Part of me doesn’t truly want to know since it’s likely to disappoint me.
Right now, he looks like a businessman or a politician in his designer suit.
Knowing my luck, he’s probably a taxation accountant or a history professor, but I force myself not to care.
Because, in my imagination tonight, he’s a stone-cold killer... and I’m his next victim.
NINE
“Important encounters are planned by the souls, long before the bodies see each other.” ~Paulo Coelho~
SPENSER
When Poppy Tennyson introduces herself with a smile after swiping my glass of water from me, it takes every ounce of willpower I possess not to turn on my heel and run. We shouldn’t be meeting like this. It goes against every rule I’ve ever been taught to open myself up to direct contact initiated by a mark. Our encounter is my fault, though. I hadn’t been able to resist moving closer to their group once I could see that the core foursome had let down their guard after sufficiently lubricating themselves with beer.

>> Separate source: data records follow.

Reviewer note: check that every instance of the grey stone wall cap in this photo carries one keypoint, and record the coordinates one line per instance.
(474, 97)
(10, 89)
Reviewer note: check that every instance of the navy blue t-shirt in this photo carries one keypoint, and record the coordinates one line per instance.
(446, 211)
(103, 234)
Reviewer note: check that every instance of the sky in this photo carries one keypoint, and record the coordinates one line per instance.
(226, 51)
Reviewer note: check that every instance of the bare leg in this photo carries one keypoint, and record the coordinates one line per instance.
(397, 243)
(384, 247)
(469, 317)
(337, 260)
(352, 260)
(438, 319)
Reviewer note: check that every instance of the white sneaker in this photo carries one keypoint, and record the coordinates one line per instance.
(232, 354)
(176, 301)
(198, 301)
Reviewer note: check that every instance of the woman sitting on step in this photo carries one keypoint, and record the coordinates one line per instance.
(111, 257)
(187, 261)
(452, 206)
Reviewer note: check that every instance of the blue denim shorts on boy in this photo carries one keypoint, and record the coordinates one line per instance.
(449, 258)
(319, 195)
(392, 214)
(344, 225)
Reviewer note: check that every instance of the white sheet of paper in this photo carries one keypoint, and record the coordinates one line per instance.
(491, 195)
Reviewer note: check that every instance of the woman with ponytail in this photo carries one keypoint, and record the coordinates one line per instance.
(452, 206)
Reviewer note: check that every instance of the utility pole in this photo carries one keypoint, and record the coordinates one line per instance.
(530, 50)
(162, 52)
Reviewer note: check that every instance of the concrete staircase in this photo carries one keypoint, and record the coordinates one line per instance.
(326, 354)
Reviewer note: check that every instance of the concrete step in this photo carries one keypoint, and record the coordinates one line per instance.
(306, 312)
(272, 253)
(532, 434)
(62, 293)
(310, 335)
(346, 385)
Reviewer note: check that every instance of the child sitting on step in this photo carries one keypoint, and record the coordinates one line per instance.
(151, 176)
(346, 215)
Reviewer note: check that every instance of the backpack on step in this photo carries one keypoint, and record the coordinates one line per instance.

My family has been a mess for as long as I can remember, so I’ve always been intrigued by the way other families interact. If Chester and Poppy are any indication, the Tennyson’s are the type of family who’d fight to the death for each other. That’s strange on its own. It’s even weirder in a motorcycle club that traffics women and kids with enough efficiency to catch the Coalition’s attention.